Marshall's period of leadership coincided with the great era of mass Jewish immigration to the United States and the integration of the immigrants into an urbanized, industrialized society. Representing the native Jewish establishment, he nevertheless displayed a remarkable sensitivity to the needs and desires of the Jewish immigrants, encouraging, guiding, criticizing, but not patronizing. Aided by American democratic traditions and the political power of Jewish voters, Marshall generally used the traditional methods of intercession and quiet diplomacy to achieve his ends.

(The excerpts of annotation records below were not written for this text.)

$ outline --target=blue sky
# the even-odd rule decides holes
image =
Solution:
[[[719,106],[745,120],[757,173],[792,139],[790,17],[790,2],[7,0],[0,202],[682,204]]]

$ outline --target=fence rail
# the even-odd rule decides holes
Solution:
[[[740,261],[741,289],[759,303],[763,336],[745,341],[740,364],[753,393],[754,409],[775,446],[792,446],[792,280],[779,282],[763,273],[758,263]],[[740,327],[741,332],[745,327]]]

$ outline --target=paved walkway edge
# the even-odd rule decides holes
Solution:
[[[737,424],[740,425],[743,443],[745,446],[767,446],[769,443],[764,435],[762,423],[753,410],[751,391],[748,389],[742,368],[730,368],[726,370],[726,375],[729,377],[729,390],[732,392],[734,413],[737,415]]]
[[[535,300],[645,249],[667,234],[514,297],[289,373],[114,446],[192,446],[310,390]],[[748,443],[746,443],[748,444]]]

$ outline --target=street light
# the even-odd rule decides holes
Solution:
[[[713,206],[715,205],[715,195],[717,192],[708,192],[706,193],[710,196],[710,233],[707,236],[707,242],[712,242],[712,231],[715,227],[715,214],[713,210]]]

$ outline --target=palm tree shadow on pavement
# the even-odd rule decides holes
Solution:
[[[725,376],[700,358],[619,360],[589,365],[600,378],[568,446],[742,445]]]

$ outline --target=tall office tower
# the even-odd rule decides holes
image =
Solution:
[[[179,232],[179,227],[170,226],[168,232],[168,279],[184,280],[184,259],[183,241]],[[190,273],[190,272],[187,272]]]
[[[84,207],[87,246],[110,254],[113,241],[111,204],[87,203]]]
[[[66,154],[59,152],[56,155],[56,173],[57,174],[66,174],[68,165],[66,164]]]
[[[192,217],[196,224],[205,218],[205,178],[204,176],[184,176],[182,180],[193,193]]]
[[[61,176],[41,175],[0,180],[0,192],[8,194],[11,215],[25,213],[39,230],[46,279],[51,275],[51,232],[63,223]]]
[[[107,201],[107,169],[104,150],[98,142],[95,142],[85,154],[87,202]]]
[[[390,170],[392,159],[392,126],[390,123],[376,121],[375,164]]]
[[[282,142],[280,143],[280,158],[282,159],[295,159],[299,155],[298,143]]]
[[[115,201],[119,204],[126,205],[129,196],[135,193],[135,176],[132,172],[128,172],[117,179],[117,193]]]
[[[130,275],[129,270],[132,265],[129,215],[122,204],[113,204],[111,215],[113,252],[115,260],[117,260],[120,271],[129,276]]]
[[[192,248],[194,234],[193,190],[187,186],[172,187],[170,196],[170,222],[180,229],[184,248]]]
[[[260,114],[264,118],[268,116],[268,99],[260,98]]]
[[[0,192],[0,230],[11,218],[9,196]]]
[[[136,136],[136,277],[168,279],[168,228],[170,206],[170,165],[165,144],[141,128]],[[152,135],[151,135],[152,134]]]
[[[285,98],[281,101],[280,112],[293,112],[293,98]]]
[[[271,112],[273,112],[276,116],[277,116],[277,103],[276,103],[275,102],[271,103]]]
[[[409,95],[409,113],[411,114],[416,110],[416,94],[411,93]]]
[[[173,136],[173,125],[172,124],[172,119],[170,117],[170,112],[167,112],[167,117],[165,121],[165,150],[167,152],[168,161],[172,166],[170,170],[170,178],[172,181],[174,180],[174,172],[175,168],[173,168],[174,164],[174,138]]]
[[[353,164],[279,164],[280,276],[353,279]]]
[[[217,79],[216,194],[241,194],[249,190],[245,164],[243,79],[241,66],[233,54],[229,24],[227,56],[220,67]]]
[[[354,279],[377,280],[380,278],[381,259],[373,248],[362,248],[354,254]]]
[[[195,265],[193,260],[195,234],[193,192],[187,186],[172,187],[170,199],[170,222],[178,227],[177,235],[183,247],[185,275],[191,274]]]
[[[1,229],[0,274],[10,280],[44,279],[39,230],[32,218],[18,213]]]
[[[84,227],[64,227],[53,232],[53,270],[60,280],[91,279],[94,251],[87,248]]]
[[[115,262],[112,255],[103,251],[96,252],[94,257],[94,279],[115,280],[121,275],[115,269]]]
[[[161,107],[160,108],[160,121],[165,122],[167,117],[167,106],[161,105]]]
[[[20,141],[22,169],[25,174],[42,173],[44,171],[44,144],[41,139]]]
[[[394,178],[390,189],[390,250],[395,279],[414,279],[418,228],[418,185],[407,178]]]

While not uniformly successful, his dignity, sincerity, devotion, and strength combined to produce what a contemporary called "the foremost leader of American Judaism… the American Jew par excellence."
His son, george marshall (1904– ), conservationist, served as an economist with the National Recovery Administration from 1934 to 1937. Marshall devoted his efforts to the cause of conservation. He was managing editor of The Living Wilderness from 1957 to 1961 and was a director of the Sierra Club and the California Conservation Council.
Another son, james marshall (1896–1986), lawyer and educator, studied law at Columbia University and was associated with his father's firm, Guggenheimer, Untermyer, and Marshall from 1920 to 1930. After independent practice from 1930 to 1934, he became a member of the firm of Marshall, Bratter, Greene, Allison and Tucker. In addition to numerous other civic responsibilities, Marshall was a member of the New York City Board of Education from 1938 to 1952 and served as its president from 1938 to 1942. Active in Jewish communal life, he held important posts in the American Jewish Committee, Joint Distribution Committee, Jewish Publication Society, and American Friends of the Hebrew University.
A third son, robert marshall (1901–1939), served as director of the forestry division of the U.S. Office of Indian Affairs from 1933 to 1937. He became chief of the division of recreation and soil conservation of the U.S. Forest Service and held the position until his death.
C. Reznikoff (ed.), Louis Marshall: Champion of Liberty, 2 vols. (1957); M. Rosenstock, Louis Marshall, Defender of Jewish Rights (1965); American Jewish Committee, in: ajyb, 10–31 (1908–29); Adler, in: ajyb, 32 (1931), 21–55; Dawidowicz, in: jsos, 25 (1963), 102–32.